Découverte archéologiqueEgypte ancienne

Chapelle funéraire d’un dignitaire du pharaon Ouserkarê découverte à Saqqarah

Saqqarah, l’une des nécropoles de Memphis, est un site d’une énorme importance pour les égyptologues. Aujourd’hui surtout connue pour la première pyramide, à degrés, édifiée pour le pharaon Djéser vers -2600, elle est demeurée en activité durant toute la période pharaonique et recèle un potentiel archéologique gigantesque, notamment pour l’étude de l’Ancien Empire.

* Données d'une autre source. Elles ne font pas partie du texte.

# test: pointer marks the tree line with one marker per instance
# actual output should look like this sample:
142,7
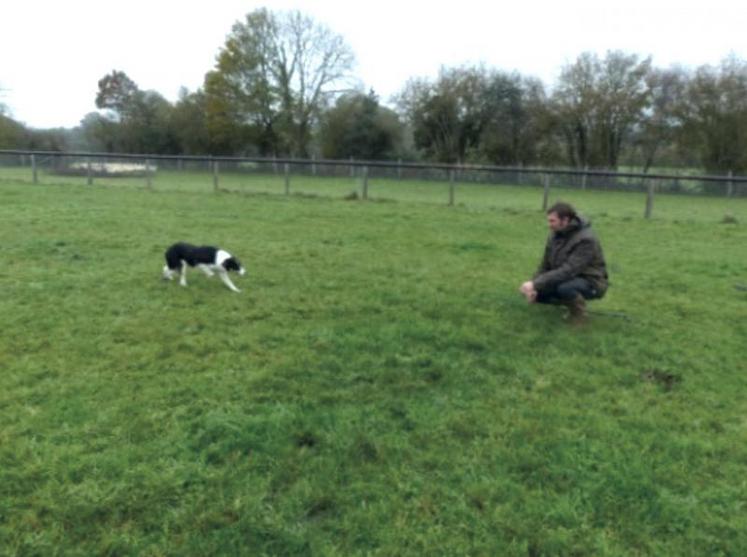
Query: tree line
283,85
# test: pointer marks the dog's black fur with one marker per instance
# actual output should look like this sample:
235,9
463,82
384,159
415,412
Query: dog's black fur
208,258
197,255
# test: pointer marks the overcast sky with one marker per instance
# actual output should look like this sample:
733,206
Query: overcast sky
53,52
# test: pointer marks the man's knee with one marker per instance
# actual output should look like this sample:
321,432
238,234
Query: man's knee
567,291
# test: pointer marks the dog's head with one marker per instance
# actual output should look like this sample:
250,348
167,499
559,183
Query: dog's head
233,264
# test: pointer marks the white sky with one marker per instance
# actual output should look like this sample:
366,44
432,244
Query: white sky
53,52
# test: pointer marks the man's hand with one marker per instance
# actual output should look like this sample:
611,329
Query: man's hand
527,289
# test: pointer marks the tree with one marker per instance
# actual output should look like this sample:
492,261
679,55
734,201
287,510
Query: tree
189,123
597,105
139,119
118,94
658,127
445,114
475,115
274,75
357,126
13,135
713,116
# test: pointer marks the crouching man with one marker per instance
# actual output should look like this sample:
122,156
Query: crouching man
572,269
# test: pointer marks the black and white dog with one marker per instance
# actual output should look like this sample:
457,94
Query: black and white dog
208,259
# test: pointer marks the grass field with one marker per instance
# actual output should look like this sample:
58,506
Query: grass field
378,388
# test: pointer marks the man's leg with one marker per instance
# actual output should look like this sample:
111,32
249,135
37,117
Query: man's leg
572,294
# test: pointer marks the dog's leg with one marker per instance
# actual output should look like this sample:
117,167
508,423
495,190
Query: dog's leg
227,281
205,269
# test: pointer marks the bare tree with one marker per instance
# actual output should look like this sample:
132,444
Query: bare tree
276,73
713,115
598,103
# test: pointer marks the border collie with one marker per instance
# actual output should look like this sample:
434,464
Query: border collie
208,259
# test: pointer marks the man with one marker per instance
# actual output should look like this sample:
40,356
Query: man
573,268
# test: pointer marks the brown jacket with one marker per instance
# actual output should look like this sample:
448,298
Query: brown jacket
570,253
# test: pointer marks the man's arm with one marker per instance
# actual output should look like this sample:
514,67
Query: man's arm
544,265
579,258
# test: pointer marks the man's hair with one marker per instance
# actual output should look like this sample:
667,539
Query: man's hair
563,210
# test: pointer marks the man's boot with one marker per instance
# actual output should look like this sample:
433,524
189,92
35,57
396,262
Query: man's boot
577,310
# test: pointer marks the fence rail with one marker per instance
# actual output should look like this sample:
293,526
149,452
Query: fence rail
93,166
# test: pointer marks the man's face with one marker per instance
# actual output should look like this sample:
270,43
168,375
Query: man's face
555,223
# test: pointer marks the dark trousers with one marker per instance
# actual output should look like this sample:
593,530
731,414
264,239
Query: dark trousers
567,291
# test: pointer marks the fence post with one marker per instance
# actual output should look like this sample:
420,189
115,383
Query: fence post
33,169
365,182
451,187
649,199
148,178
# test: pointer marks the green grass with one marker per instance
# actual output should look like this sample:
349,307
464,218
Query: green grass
378,388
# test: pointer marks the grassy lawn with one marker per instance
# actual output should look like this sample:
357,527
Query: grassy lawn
378,388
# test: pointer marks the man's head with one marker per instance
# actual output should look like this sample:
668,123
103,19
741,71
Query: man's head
560,215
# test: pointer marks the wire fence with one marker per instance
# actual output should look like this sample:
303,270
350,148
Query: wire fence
350,178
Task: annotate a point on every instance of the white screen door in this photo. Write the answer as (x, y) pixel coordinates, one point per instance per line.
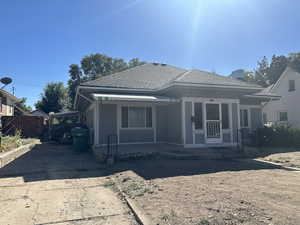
(213, 123)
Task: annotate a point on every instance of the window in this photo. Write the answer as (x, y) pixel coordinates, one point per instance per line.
(265, 118)
(225, 116)
(292, 85)
(283, 116)
(198, 116)
(136, 117)
(244, 115)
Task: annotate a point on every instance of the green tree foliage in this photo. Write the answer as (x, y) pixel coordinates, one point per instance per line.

Des archéologues de la mission archéologique polono-égyptienne de Saqqarah en ont apporté une nouvelle preuve en fouillant une chapelle funéraire liée à une tombe appartenant à un dignitaire de la VIe dynastie, remontant au règne du mystérieux pharaon Ouserkarê. On sait peu de choses de ce souverain (dont le nom signifie « Puissant est l’âme de Râ ») qui aurait régné entre la fin du XXIVe et le début du XXIIIe siècle avant notre ère. La rareté des sources écrites et archéologiques relatives à ce souverain ont donné lieu à de nombreuses hypothèses concernant ses relations avec son prédécesseur, le pharaon Téti (fondateur de la VIe dynastie) et son successeur Pépi Ier. L’une d’entre elle soutient par exemple qu’il serait monté sur le trône en orchestrant un complot de harem avec les gardes du corps du palais menant à l’assassinat du pharaon Téti.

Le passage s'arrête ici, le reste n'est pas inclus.